Mixing high and low culture, Paul McCarthy is internationally recognized for his provocative performances, sculptures, installations, and films. He received a BFA in painting from the San Francisco Art Institute in 1969 and an MFA in film, video, and art from the University of Southern California in 1973. The Salt Lake City-born, Los Angeles-based artist taught for 18 years in UCLA’s New Genres Department, where he became an influential figure in contemporary art. By developing a working method akin to that of the Viennese Actionists, his genre of “painting as action” involved substituting paint with bodily fluids and food in his performances, videos, and installations, which brings us to Tomato Head (Green).
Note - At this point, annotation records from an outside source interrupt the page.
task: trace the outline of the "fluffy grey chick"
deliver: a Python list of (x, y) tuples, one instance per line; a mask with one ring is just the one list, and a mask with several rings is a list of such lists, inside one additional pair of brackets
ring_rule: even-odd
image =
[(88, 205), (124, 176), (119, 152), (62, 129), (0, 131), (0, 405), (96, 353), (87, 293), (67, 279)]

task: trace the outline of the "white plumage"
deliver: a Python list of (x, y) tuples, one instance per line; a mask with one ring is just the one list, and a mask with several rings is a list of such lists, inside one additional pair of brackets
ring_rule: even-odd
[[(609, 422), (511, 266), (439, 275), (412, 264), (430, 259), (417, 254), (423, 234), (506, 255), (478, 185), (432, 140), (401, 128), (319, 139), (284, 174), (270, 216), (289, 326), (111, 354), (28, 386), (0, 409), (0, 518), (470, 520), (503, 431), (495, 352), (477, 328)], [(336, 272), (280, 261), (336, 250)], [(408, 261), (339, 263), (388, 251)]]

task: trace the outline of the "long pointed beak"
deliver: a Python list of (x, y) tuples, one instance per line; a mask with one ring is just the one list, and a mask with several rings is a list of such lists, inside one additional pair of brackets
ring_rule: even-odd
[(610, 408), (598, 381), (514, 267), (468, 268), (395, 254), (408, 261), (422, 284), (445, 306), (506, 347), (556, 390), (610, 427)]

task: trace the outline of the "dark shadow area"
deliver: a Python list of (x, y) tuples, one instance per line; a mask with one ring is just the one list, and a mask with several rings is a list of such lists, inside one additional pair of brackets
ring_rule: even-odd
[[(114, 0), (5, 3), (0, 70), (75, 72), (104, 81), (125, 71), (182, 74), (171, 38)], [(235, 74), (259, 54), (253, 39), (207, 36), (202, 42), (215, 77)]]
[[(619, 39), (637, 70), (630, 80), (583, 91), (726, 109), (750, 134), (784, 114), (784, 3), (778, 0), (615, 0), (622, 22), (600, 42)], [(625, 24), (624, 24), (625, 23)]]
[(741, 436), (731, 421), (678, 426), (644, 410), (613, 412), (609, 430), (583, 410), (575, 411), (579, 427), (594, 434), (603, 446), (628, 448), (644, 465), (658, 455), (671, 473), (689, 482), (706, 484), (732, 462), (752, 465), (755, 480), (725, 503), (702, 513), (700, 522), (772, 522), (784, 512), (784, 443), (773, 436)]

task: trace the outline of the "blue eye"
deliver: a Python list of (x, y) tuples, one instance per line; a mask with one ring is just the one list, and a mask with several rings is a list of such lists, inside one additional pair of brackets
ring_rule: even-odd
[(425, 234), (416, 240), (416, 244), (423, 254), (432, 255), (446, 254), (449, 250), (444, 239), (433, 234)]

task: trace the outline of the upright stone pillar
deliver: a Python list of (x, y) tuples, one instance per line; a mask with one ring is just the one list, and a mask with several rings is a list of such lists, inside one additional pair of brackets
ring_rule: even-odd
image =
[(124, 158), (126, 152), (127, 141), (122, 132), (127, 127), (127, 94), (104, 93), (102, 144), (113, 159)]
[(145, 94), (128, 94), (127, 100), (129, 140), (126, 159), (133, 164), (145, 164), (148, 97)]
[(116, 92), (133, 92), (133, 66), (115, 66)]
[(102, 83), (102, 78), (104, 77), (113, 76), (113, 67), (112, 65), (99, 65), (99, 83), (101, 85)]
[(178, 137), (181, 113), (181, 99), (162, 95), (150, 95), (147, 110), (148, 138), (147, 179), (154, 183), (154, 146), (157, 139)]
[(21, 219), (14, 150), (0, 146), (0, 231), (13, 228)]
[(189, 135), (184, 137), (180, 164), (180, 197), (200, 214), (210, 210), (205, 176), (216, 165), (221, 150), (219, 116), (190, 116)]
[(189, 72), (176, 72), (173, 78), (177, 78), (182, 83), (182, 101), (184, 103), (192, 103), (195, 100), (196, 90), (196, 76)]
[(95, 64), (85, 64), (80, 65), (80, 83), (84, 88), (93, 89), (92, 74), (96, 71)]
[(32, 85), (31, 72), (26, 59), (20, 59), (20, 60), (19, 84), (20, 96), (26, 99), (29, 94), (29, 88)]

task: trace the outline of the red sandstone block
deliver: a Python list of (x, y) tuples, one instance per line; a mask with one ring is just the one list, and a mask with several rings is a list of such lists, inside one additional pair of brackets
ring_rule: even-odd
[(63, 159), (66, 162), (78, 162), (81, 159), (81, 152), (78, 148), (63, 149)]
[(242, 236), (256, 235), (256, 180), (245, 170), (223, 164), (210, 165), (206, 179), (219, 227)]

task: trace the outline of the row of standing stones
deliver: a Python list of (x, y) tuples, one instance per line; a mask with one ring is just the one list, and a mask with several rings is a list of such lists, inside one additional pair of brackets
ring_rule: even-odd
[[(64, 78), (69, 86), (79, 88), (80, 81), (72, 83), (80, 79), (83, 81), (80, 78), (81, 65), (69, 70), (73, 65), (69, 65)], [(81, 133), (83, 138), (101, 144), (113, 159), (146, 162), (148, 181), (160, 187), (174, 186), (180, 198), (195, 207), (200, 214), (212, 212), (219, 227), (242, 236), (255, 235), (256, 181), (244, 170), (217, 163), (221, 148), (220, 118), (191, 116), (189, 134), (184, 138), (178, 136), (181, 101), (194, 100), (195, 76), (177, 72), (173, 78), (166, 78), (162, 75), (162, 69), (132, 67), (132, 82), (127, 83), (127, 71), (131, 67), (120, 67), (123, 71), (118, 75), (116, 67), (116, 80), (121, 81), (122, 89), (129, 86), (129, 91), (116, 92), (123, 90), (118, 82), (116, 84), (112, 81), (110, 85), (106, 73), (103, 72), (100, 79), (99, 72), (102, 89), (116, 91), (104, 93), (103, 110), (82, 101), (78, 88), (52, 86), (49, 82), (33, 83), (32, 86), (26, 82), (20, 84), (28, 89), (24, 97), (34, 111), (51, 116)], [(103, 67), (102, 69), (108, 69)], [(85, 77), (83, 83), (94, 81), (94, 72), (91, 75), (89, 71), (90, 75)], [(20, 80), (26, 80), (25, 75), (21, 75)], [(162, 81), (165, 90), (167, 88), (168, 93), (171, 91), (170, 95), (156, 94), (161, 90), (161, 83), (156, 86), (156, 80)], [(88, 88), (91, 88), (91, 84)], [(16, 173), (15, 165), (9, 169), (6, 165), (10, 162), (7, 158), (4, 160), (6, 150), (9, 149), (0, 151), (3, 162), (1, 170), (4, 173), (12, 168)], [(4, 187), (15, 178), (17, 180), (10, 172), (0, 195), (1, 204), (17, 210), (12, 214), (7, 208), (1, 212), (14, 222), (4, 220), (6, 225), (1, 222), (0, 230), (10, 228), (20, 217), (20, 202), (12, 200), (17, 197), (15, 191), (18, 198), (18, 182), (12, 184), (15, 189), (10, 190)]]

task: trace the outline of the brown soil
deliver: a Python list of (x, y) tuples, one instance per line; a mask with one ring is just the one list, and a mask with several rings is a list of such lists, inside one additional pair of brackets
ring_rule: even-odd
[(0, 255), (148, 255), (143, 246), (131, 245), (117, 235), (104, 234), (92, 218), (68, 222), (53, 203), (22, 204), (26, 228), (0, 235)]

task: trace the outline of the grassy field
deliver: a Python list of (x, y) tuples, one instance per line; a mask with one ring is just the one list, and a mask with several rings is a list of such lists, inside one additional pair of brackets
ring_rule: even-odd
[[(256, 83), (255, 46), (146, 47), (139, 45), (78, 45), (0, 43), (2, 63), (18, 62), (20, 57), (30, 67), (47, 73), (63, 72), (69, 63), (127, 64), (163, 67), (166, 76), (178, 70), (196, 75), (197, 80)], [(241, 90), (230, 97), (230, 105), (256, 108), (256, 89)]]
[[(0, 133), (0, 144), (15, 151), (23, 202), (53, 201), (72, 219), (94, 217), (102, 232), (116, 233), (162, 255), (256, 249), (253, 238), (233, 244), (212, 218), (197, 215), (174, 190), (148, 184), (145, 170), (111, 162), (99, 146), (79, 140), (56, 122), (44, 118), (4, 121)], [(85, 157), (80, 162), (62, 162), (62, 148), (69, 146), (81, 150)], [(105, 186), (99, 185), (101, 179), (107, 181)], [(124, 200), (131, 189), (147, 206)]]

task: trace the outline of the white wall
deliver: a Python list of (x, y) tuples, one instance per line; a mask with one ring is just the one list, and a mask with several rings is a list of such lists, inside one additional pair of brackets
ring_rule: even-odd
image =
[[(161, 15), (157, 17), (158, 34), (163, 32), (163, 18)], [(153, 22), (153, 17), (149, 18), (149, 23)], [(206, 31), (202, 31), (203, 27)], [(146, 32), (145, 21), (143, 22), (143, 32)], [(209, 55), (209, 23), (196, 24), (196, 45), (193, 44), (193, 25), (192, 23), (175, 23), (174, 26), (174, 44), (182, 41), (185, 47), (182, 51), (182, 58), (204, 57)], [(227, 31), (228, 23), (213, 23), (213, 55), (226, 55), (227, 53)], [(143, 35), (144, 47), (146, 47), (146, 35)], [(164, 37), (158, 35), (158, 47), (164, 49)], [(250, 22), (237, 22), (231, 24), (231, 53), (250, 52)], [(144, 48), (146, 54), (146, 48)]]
Described as “a lifesize comic figure exploring the relationship between modern culture, consumerism, and innocence,” Tomato Head pays homage to Mr. Potato Head, the first toy ever advertised on television, which symbolizes the new consumer-driven era in America to the artist. Unlike Mr. Potato Head, which featured plastic body parts, a hat, and objects to insert into limb and facial holes, McCarthy’s tomato character also has holes in its private areas. The items that can be plugged into these holes are also more diverse, including rakes, shovels, hoes, penises, and vaginas—making it both more sinister and gender-fluid. Accompanied by a series of studies and a related sculptural edition, this work was shocking when first exhibited but seems to resonate more with today’s times.

Through February 8

Sarah Lee, New Moon over the Dune, 2024.

Sarah Lee, New Moon over the Dune, 2024. Photo: Courtesy the artist and Anat Ebgi

7. Sarah Lee at Anat Ebgi, Los Angeles

Creating imaginary landscape paintings that transport viewers to surreal sights, Sarah Lee earned her BFA and MFA degrees from the School of the Art Institute of Chicago, leaving college in 2017. Ranging from medium to large-scale, the nine mystical paintings in her exhibition “Quiet Days” present a new moon shining over dunes,  a north star charting a path through vibrant mountain peaks, a path through the snow leading to a forest lit by sparkling stars, and other calming, transcendental scenes. Uninhabited by people or animals, the Korean-born, New York-based artist’s sublime scenes invite solitude, where quiet days transform into quiet nights and the problems of the outside world gradually fade away.

Through January 11

Brian DeGraw, Madonna and Child, 2024.

Brian DeGraw, Madonna and Child, 2024. Photo: Paul Salveson. Courtesy the artist and James Fuentes

8. Brian DeGraw at James Fuentes, Los Angeles

A New York-based visual artist, DJ, and musician who is the keyboardist in the avant-garde American band Gang Gang Dance, Brian DeGraw makes art in a way related to how he makes music. As a musician, he uses a Roland SP555 Sampler, a device for DJs, producers, and musicians to sample and remix various sounds. As a visual artist working across diverse media, DeGraw sources imagery from various styles and realms before transforming it through sketches, sequencing, and innovative combinations to create something new. For his exhibition SP555, appropriately titled after his sound composition tool, he made all 14 paintings on view in the same 24 by 30-inch format, yet each one is entirely different from the others. From autobiographical elements to references in art history and popular culture, what the mind samples, the hand creates.

Through January 18

Cover: Installation View, Paul McCarthy: Tomato Head, Jeffrey Deitch, Los Angeles.
Photo: Charles White / JW Pictures. Courtesy Jeffrey Deitch.